Dans le monde des supercars italiennes, certaines Ferrari atteignent des sommets en matière de prix et de prestige. Mais il existe une catégorie encore plus rare : celle des prototypes. Et parmi eux, les étranges Ferrari 458 équipées d’un moteur V12, surnommées « 458 Frankenstein », occupent une place à part. Construites à Maranello au début des années 2010 pour mettre au point la future LaFerrari, elles sont aujourd’hui devenues des objets de collection aussi fascinants qu’imprévisibles sur le plan de la cote.
Des 458 Italia… pas comme les autres
À première vue, on pourrait croire à une simple 458 Italia. Mais il suffit d’un coup d’œil attentif pour comprendre que quelque chose ne tourne pas rond. Les proportions semblent légèrement modifiées, des trappes rivetées apparaissent sur les flancs, l’arrière est parfois grossièrement découpé pour laisser passer des conduits d’air ou d’échappement. Ces voitures, pourtant officielles, ont été transformées par Ferrari elle-même en véritables laboratoires roulants.

Sous leur carrosserie d’aluminium, elles dissimulent le V12 F140 de 6,3 litres, celui-là même qui propulsera ensuite la LaFerrari et ses 963 chevaux en puissance cumulée (thermique et électrique). Ces prototypes servaient notamment à tester les freins, la suspension, le système de récupération d’énergie et l’ESP de la future hypercar.

Baptisés Muletto M4 ou M6 selon leur phase de développement, ces véhicules circulaient presque quotidiennement autour du circuit de Fiorano entre 2011 et 2013. Certains ont même été surpris sur route ouverte, lourdement camouflés, bien avant la présentation officielle de la LaFerrari en 2013.
| Nom | Année | Phase | Base technique | Objectif principal |
|---|---|---|---|---|
| M4 | 2011–2012 | 1ère phase (Muletto) | 458 Italia | Tests du V12 + hybridation |
| M6 | 2012–2013 | 1ère phase (Muletto) | 458 Italia | Freins, suspensions, ESP |
| MP1 | 2012 | 2e phase | Châssis hybride alu-carbone | Intégration HY-KERS complet |
| PS1 | 2013–2014 | 3e phase (Pre-Series) | Châssis LaFerrari carbone | Validation finale |
| PS2/PS3 | 2014 | 3e phase | LaFerrari complète | Tests finaux client |
Des voitures de test devenues objets de collection
Une fois leur mission accomplie, la plupart de ces prototypes ont été détruits. Mais quelques exemplaires ont survécu, offerts ou vendus à des clients triés sur le volet, à condition qu’ils ne soient jamais immatriculés ni utilisés sur un circuit public.
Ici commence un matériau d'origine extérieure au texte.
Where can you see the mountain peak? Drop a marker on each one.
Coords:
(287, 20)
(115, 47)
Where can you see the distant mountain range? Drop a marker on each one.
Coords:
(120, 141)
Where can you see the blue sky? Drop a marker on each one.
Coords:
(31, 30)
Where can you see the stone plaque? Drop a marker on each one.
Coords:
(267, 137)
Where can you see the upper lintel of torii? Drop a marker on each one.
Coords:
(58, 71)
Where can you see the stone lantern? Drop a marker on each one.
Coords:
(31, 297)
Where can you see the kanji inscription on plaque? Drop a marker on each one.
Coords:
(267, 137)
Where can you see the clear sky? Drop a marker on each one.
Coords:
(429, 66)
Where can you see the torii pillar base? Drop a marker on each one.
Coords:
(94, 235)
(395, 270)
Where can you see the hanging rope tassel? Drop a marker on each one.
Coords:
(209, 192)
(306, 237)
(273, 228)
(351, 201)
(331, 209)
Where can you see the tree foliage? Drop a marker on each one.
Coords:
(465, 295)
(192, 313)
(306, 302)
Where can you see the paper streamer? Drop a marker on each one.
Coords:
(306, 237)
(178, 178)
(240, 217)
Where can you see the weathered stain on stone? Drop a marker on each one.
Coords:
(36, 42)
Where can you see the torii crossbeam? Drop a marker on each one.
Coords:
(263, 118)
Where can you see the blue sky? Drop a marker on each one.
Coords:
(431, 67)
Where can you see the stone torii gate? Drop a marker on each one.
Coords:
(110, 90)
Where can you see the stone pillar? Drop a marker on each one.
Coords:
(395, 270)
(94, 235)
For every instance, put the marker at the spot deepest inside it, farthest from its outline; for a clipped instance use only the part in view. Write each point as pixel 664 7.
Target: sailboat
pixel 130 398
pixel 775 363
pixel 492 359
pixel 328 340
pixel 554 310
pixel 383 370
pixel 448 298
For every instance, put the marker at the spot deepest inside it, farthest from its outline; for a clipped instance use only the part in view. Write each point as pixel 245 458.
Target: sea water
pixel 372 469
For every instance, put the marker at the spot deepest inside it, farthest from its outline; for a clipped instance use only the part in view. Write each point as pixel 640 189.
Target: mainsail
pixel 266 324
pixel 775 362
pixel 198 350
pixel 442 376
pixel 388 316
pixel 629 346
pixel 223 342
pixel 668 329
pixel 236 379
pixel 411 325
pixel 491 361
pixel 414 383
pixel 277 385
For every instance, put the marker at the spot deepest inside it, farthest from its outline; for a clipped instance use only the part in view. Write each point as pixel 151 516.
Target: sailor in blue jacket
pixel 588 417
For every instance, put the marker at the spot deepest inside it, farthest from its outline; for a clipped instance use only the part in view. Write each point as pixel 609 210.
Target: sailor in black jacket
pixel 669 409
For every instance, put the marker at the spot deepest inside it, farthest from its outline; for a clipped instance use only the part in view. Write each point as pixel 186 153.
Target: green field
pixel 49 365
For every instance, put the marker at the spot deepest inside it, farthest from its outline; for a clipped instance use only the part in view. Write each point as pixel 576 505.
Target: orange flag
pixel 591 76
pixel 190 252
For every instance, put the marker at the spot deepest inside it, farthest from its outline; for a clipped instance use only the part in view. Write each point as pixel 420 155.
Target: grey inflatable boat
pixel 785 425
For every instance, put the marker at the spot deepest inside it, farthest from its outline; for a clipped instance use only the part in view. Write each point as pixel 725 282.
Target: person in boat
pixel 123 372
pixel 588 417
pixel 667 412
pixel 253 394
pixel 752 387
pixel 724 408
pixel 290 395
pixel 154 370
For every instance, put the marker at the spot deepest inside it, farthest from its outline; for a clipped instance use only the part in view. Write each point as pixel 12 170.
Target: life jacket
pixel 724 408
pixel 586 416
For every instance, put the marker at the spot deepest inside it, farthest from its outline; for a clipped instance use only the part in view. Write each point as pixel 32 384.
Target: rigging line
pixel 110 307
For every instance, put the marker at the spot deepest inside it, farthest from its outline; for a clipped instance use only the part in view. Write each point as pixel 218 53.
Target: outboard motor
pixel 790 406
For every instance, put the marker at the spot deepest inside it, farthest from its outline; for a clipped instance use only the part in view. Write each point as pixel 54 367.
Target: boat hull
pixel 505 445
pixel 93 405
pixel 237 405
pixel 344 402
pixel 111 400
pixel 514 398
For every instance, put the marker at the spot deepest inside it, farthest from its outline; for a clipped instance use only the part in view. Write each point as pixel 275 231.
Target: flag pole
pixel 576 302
Ces Ferrari hors normes sont donc des témoins uniques du savoir-faire de Maranello, mais aussi des reliques mécaniques sans véritable fonction autre que la contemplation.

En 2022, RM Sotheby’s proposait à Monaco un de ces exemplaires, estimé entre 1,4 et 1,8 million d’euros. Malgré son certificat Ferrari Classiche et son fameux « Yellow Book », le prototype n’avait pas trouvé preneur. Trois ans plus tard, en octobre 2025, le même exemplaire est réapparu, cette fois dans une vente en ligne organisée par RM Sotheby’s depuis Maranello. Et cette fois, il a trouvé acquéreur, à un prix encore tenu secret, mais probablement proche du million de dollars.
Une cote instable
Les résultats de ventes récentes montrent à quel point la valeur de ces prototypes peut varier. En août 2022, un autre mulet de LaFerrari s’était vendu à seulement 715 000 dollars, quand un autre exemplaire atteignait 1,6 million la même année. En 2025, le prototype M4, passé sous le marteau à Pebble Beach, s’est envolé à 1,215 million de dollars. Autre exemple un prototype PS1 vendu 2,5 millions de $ en 2022 n’a ensuite pas trouvé preneur pour 1,9 millions de $ en 2023…
Autrement dit, ces 458 V12 “Frankenstein” défient toute logique de marché. Leur valeur dépend plus de leur histoire individuelle, leur rôle précis dans le développement, leur état, leurs certificats, que d’une cote établie. Leur statut de prototype officiel, parfois fonctionnel mais jamais homologué, en fait des objets d’exception difficiles à évaluer, mais irrésistibles pour les collectionneurs avertis.
Des pièces d’histoire vouées à prendre de la valeur ?
Le modèle M6 récemment vendu, entretenu par Carrozzeria Zanasi à Maranello, a été intégralement documenté par Ferrari, jusqu’aux notes de test et aux panneaux amovibles utilisés durant le développement. Ce niveau de traçabilité en fait une pièce historique unique, comparable à un prototype d’usine de Formule 1.

Difficiles à estimer, impossibles à homologuer, mais fascinants à contempler, ces prototypes de Ferrari 458 à moteur V12 ne sont peut-être pas les plus beaux, et restent un placement risqué à court terme. Mais ils pourraient prendre de la valeur sur le long terme car ils racontent mieux que n’importe quelle autre voiture la naissance d’une légende : celle de la Ferrari LaFerrari.